But does this really amount to a proper counter-argument? I don’t see any real disagreement here with the basic propositions that (a) EMU isn’t working as it stands, and (b) that the only sustainable equilibrium outcomes here are complete collapse or regearing to allow substantial fiscal transfers (and, insofar as they will do any good, labour market reforms to make increased mobility easier). Saying that politicians will want to muddle through is stating the obvious – but the point is that muddling through is not a sustainable long term strategy. Either the muddling through will be insufficient, in which case EMU will finally succumb to one of the succession of crises that will almost certainly result, or it will be sufficient, in which case it will serve as the basis for a long term shift in the economic governance of the Eurozone towards coordinated fiscal policies and some degree of fiscal transfers in times of crisis, and perhaps more than that. As Adrienne Heritier and I have “argued”:http://www.henryfarrell.net/jepp.pdf, muddled looking informal deals very often lay the foundations for long term formal institutional changes in the EU.

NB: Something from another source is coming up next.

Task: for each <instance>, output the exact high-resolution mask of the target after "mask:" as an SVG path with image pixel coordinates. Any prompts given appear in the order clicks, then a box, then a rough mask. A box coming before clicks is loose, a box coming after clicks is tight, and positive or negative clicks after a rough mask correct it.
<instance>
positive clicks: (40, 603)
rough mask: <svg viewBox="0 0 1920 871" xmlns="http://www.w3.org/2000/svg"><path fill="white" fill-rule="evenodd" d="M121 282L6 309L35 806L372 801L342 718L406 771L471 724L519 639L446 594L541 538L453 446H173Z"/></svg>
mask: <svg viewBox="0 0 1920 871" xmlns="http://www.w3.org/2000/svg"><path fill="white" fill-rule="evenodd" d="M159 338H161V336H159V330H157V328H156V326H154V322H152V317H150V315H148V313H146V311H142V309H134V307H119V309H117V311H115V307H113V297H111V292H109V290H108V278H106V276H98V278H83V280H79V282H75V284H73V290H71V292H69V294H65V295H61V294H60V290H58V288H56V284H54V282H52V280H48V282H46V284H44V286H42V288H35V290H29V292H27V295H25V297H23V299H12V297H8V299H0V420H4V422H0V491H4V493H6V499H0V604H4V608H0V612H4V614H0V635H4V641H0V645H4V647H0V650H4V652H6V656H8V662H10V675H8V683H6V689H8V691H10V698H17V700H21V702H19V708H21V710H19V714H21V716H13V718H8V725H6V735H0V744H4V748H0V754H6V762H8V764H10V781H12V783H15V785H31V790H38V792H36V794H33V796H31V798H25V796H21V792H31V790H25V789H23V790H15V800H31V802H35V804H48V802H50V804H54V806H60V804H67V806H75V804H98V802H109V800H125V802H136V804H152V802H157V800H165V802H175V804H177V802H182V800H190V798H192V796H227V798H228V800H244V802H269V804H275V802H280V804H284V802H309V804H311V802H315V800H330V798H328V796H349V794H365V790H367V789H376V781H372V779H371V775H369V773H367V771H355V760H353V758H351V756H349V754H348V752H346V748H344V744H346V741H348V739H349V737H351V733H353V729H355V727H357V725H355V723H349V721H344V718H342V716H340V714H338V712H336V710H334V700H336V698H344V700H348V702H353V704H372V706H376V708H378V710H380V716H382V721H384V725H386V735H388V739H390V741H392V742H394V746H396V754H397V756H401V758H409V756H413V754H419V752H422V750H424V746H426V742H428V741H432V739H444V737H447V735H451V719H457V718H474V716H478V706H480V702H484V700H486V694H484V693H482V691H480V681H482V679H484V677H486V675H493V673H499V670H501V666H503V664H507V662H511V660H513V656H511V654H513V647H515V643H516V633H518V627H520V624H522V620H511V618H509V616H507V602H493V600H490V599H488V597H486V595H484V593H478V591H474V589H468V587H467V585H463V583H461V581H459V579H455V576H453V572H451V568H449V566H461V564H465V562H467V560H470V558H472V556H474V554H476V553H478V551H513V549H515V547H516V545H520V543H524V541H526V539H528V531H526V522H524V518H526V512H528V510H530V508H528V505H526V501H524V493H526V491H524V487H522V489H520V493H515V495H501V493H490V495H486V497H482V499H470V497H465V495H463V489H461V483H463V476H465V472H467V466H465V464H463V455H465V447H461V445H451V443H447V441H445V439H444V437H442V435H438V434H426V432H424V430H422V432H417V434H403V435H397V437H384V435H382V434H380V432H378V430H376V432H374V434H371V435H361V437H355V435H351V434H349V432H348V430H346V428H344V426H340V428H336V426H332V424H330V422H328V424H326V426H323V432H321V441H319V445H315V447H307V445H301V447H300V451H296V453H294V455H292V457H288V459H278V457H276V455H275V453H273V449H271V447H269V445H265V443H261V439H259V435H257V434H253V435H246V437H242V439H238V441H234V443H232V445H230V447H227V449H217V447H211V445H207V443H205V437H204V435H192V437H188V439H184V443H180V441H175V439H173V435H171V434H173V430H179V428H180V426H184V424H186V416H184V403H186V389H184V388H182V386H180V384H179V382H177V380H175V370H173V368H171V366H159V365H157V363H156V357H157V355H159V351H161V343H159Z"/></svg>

Finally, the analogy to the IMF doesn’t really work at all. The IMF is not a notably clubby institution, and is particularly unclubby from the perspective of those countries unfortunate enough to need to seek its aid. The EU is quite clubby indeed (Greece will remain on the Council, and in the various eurozone coordination forums), so that whatever the final outcome, it will surely give rise to a lengthy decision making process involving the target countries, those giving aid, and those on the sidelines. This will almost certainly culminate in a set of general institutional mechanisms which applies to all the eurozone countries, including both those countries at risk of default _and_ those which are highly unlikely to get into trouble. That’s the way that the EU works – and this will be a quite significant step towards further integration. Of course – the rescue effort may fail (for example, Germany and Greece’s current spat may reflect irreconcilable political differences) – but if it does fail, so too will the euro project.